Se as mudanças avançarem, porém, não serão as primeiras. O estatuto já teve alterações, como a concessão do porte de arma a guardas municipais, agentes penitenciários e auditores, além de, mais recentemente, ter sido mudado via decreto. O ex-presidente Michel Temer estendeu, em 2016, o prazo de validade de registros de arma de três para cinco anos, além de ter flexibilizado exigências para exames de capacidade técnica.

“Há uma miríade de projetos que tentam enfraquecer a política de controle de armas. Poucos são bons”, diz o coordenador de relações institucionais do Instituto Sou da Paz, Felippe Angeli. Os pesquisadores ressaltam o papel da lei em frear o aumento de assassinatos em seus primeiros anos.

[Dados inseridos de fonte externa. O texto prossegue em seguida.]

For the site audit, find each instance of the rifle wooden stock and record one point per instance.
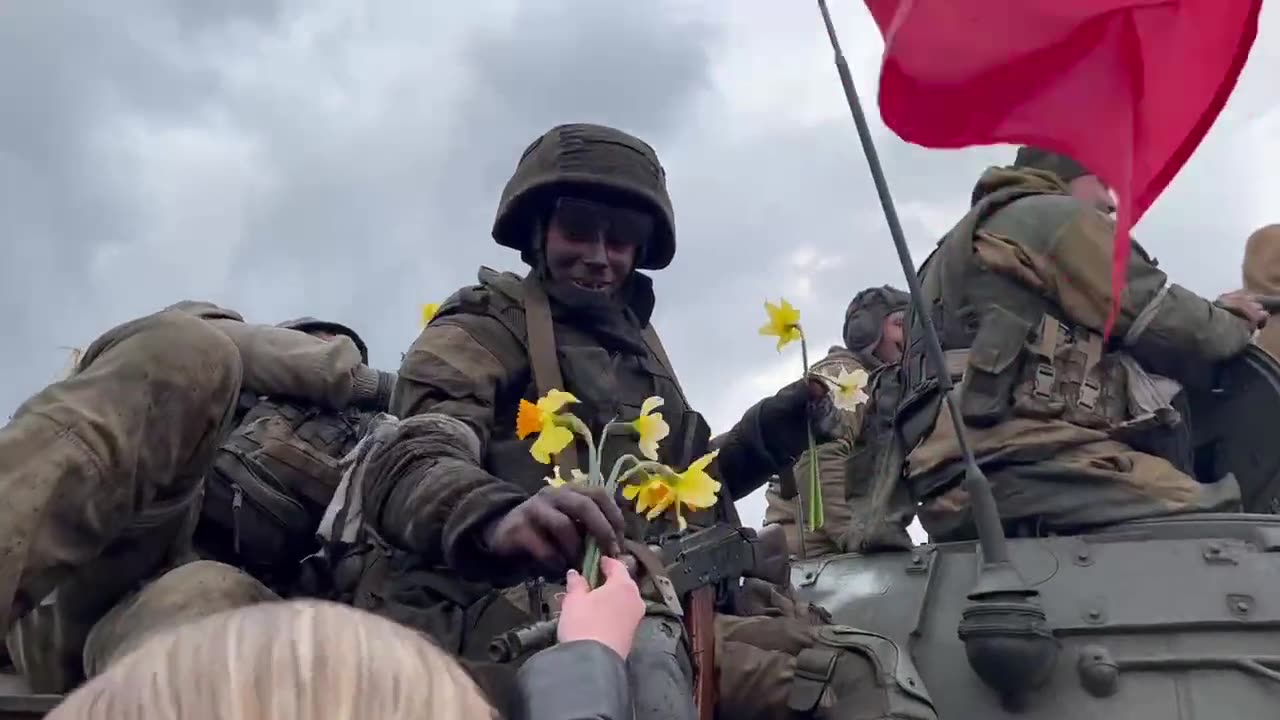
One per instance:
(700, 625)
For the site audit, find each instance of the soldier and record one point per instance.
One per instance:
(873, 342)
(1261, 270)
(1072, 432)
(467, 511)
(103, 479)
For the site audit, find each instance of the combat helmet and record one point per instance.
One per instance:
(864, 319)
(584, 155)
(309, 324)
(1060, 165)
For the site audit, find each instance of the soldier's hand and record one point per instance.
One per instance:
(1246, 305)
(549, 527)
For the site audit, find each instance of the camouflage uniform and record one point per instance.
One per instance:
(864, 320)
(101, 481)
(432, 493)
(1261, 270)
(1070, 432)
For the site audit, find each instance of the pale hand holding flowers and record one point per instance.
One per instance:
(656, 488)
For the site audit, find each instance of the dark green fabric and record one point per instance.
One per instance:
(309, 324)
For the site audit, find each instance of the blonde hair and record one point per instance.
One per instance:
(296, 660)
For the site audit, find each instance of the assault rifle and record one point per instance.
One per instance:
(712, 557)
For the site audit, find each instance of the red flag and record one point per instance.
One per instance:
(1125, 87)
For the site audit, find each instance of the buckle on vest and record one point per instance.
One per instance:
(1089, 392)
(814, 669)
(1045, 378)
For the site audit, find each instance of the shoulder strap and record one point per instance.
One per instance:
(543, 358)
(654, 345)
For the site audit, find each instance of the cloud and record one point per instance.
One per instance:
(344, 160)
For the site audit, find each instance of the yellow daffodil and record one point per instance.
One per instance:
(784, 323)
(647, 493)
(650, 427)
(693, 488)
(849, 388)
(540, 418)
(429, 311)
(556, 481)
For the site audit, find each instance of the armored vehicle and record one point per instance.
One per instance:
(1176, 618)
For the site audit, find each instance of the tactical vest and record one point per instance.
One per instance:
(270, 484)
(1011, 351)
(876, 425)
(608, 386)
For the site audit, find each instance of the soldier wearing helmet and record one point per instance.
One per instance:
(470, 520)
(1073, 429)
(108, 474)
(873, 342)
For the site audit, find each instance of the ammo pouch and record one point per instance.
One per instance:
(1043, 370)
(851, 674)
(270, 483)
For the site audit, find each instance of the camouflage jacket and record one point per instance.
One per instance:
(289, 364)
(832, 459)
(471, 365)
(1020, 292)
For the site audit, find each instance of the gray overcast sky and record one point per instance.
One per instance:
(344, 159)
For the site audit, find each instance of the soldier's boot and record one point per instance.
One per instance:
(659, 671)
(785, 668)
(100, 482)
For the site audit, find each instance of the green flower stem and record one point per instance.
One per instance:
(816, 511)
(592, 557)
(612, 483)
(653, 468)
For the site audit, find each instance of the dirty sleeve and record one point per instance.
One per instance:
(293, 364)
(437, 499)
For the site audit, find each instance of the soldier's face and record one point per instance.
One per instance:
(892, 338)
(594, 245)
(1091, 191)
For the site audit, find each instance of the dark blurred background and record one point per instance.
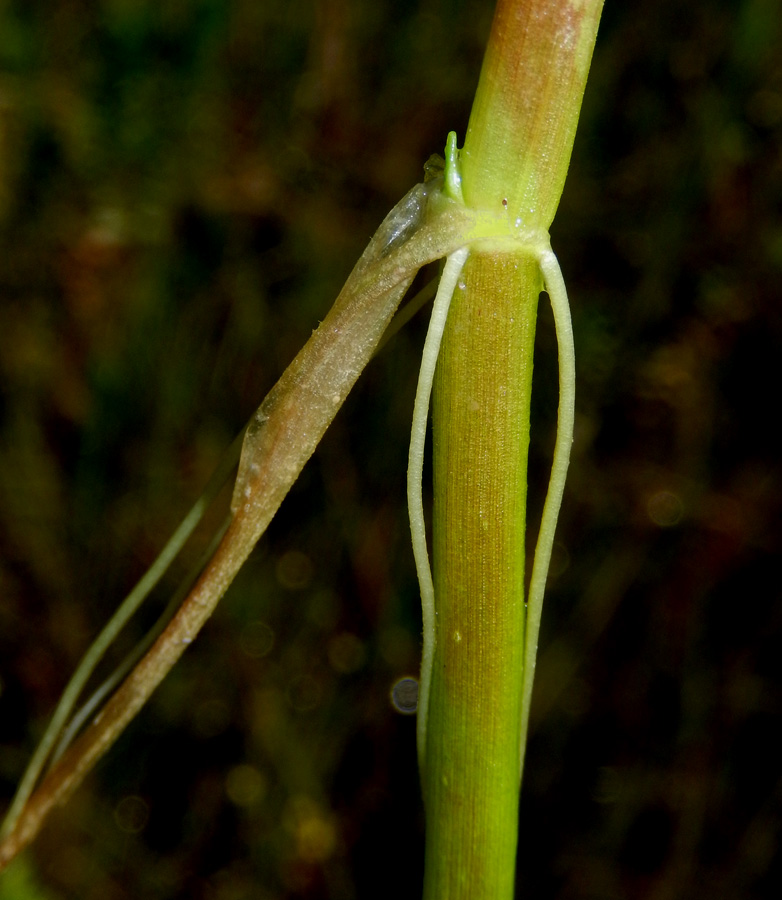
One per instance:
(183, 188)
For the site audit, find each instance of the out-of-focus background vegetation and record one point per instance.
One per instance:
(183, 188)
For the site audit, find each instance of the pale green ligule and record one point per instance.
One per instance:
(535, 244)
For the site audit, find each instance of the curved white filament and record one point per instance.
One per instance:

Estimativa do Mapa da Violência aponta que o cenário seria bem pior sem o estatuto. No ritmo em que estavam, os homicídios teriam atingido 133 mil vítimas a mais em dez anos ante ao que foi de fato registrado.

Fora do Brasil não é bem assim

Exceto em Estados onde há legislação específica, nos EUA basta consulta simples de antecedentes criminais para comprar arma de fogo. Já no Reino Unido e Alemanha, a legislação é mais restritiva e exige, por exemplo, participar de clube de tiro. Nos EUA, em 2016 houve 4,46 homicídios por arma de fogo por 100 mil habitantes, segundo dados mais recentes do Instituto Gun Policy, da Universidade de Sidney. O índice é de 0,05 na Alemanha (2014) e de 0,04 no Reino Unido (2013).

*Com informações do Palácio do Planalto, Agência Câmara, Instituto Sou da Paz, Agência Estado e Agência Brasil.